Nurses are listened to. For instance, on rounds the nurses may put forward their suggestions about a treatment and the physicians will not respond to it. It takes someone with more authority who can say: "Well, you know, the evidence suggests...." But I don't have a randomized clinical control trial in my back hip pocket to prove my point. Sometimes I think that if I had the language I could make a nursing perspective more appreciated. That I don't have this sometimes brings me distress as well.

Other nurses will come to me sometimes to ask me to speak for them. For example, when a patient is in pain, a nurse might come to me and say, "I don't believe the kid's getting enough pain medication. And I've asked and the physician doesn't want to increase the infusion and they think that the bolus doses are adequate. Would you go up and talk to them? Because we know that if you talk to them, we'll get what we need."

It can be distressing how hierarchical PICU can be. I remember once we were doing rounds and there was a very complex congenital cardiac little baby. We were having the discussion about how long we should go on treating in this venue.

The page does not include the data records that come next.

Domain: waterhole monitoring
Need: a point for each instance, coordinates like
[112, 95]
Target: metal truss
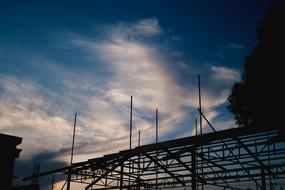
[238, 158]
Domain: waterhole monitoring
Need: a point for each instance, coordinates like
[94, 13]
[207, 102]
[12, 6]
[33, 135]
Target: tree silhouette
[258, 100]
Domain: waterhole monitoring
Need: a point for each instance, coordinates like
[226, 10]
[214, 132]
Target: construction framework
[238, 158]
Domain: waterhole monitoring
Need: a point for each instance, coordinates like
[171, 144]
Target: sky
[58, 58]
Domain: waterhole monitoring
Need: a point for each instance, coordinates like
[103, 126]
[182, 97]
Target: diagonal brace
[165, 169]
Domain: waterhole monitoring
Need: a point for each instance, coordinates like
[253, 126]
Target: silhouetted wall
[8, 153]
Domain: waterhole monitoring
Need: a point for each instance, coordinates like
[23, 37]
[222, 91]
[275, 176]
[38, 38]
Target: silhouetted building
[8, 154]
[27, 187]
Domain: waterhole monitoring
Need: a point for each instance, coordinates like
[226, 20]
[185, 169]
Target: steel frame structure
[238, 158]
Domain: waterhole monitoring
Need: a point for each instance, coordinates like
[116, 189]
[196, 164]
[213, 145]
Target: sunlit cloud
[133, 65]
[224, 74]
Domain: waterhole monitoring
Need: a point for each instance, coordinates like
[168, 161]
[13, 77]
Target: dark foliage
[258, 100]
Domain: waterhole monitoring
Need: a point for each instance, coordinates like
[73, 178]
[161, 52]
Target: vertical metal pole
[139, 162]
[263, 182]
[71, 159]
[139, 141]
[74, 126]
[196, 127]
[156, 125]
[201, 125]
[131, 126]
[156, 140]
[52, 182]
[200, 107]
[122, 175]
[193, 169]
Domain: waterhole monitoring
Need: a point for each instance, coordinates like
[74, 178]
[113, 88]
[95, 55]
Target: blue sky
[58, 58]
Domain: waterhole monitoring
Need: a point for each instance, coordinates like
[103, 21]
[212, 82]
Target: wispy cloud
[236, 46]
[225, 74]
[124, 62]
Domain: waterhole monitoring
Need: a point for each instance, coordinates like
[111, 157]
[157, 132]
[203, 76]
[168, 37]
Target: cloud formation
[125, 62]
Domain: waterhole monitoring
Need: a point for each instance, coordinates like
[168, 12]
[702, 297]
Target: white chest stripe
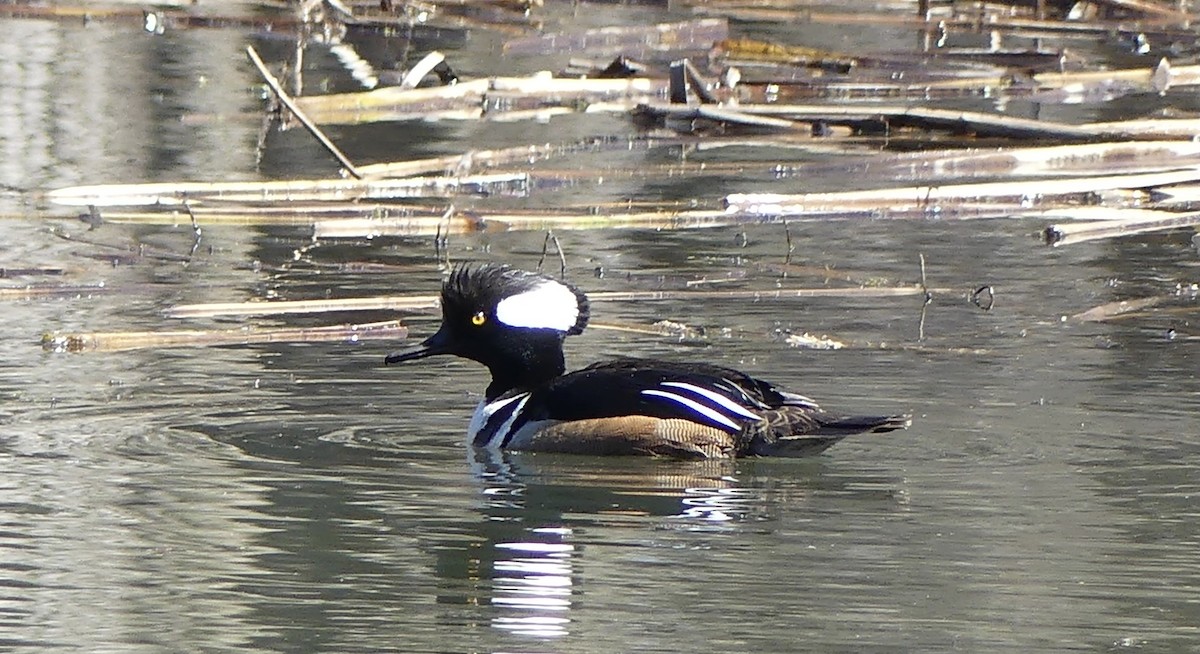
[717, 399]
[504, 435]
[484, 413]
[711, 414]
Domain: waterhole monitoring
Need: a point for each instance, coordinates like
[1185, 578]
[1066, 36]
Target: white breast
[510, 407]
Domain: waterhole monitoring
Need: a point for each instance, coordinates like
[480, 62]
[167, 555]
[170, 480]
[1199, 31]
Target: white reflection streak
[537, 582]
[718, 504]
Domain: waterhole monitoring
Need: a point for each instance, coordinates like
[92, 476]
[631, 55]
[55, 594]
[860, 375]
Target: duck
[515, 322]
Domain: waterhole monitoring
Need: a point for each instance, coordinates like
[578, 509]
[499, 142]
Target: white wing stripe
[696, 407]
[715, 397]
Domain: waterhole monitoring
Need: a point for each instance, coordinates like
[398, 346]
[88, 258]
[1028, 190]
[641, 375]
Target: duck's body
[515, 323]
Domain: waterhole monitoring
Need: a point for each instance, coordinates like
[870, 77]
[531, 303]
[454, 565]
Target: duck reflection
[538, 510]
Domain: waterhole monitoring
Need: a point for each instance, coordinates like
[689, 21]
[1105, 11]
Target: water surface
[303, 497]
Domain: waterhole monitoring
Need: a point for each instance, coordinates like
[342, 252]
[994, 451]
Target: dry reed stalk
[329, 190]
[1017, 197]
[286, 100]
[120, 341]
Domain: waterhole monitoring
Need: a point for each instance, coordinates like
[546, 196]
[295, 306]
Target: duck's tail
[821, 431]
[863, 424]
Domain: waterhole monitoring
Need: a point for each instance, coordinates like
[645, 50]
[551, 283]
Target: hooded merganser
[514, 322]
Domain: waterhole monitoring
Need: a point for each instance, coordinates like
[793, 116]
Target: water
[288, 497]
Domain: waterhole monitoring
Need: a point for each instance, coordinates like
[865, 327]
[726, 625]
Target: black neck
[531, 365]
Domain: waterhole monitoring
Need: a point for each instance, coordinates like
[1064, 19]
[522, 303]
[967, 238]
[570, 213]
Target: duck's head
[511, 321]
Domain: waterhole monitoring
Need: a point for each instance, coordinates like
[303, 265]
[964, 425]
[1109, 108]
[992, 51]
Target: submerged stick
[120, 341]
[1121, 223]
[277, 89]
[431, 303]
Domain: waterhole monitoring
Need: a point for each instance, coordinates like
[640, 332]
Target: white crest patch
[549, 305]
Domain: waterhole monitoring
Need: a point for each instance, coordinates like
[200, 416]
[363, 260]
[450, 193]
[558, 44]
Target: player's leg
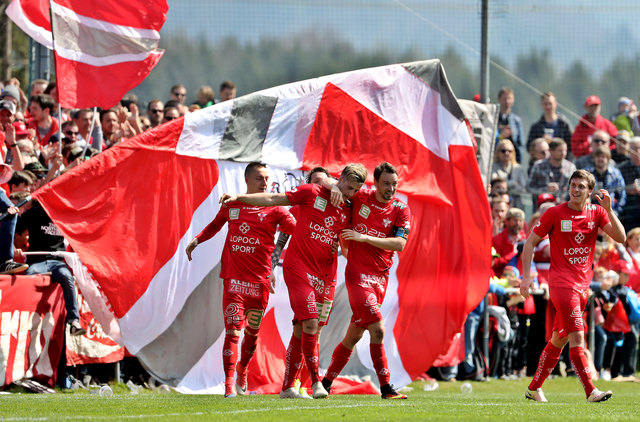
[254, 315]
[341, 354]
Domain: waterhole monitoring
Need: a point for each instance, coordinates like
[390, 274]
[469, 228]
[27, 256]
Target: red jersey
[250, 240]
[572, 236]
[377, 219]
[320, 223]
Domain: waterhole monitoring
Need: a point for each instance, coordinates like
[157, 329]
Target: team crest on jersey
[320, 204]
[364, 211]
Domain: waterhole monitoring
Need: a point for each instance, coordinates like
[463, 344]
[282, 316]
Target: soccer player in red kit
[308, 266]
[572, 228]
[380, 227]
[246, 270]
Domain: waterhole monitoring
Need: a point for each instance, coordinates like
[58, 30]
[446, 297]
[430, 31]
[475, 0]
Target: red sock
[229, 359]
[293, 362]
[379, 358]
[248, 349]
[310, 353]
[548, 360]
[339, 359]
[581, 366]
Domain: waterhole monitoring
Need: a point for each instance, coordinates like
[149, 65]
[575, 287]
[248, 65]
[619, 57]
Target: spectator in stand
[626, 117]
[633, 249]
[510, 124]
[552, 175]
[506, 242]
[506, 167]
[46, 127]
[227, 91]
[83, 119]
[621, 153]
[599, 138]
[538, 151]
[155, 112]
[630, 171]
[589, 123]
[178, 93]
[551, 124]
[205, 97]
[170, 113]
[609, 178]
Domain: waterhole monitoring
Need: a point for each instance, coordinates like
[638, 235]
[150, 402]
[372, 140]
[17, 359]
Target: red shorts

The parents were not at the bedside, but there was another parent at another child's bedside close by. 

I turned to the physician in charge of rounds and I said, "Could we not talk about this right now?" 

He turned to me and said, "I'm tired of not talking about what's important. If you don't want to be faced with that, then you don't have to be here." 

I said, "That was not my message. I was referring to the time and place, because other family members are around. Could we just move away?" 

I moved away and he was very angry with me for what I'd said. His language was disrespectful. We later had a conversation, not a positive conversation and one that I did not feel resolved the issue. Several other nurses spoke to me about it. That created a lot of distress because they felt that nursing wasn't being respected. But I did get my point across to that physician and we did move the conversation away from the bedside. And I must say that when I said, "No, you and I need to talk about this, but not here," he did follow me. We moved to another bedside where there was no child or parent and we had that conversation. And I will give him his due. A couple days later, he came to me and apologized.

In considering this situation, I think that the physician was extremely stressed by this patient's situation. He was probably very distressed morally about it because he felt we were continuing care far longer than we should have. The four physicians hadn't come to an agreement among themselves. So his expression of anger or frustration at that point was related to the distress he was feeling. There was no intention to be disrespectful to me as a nurse.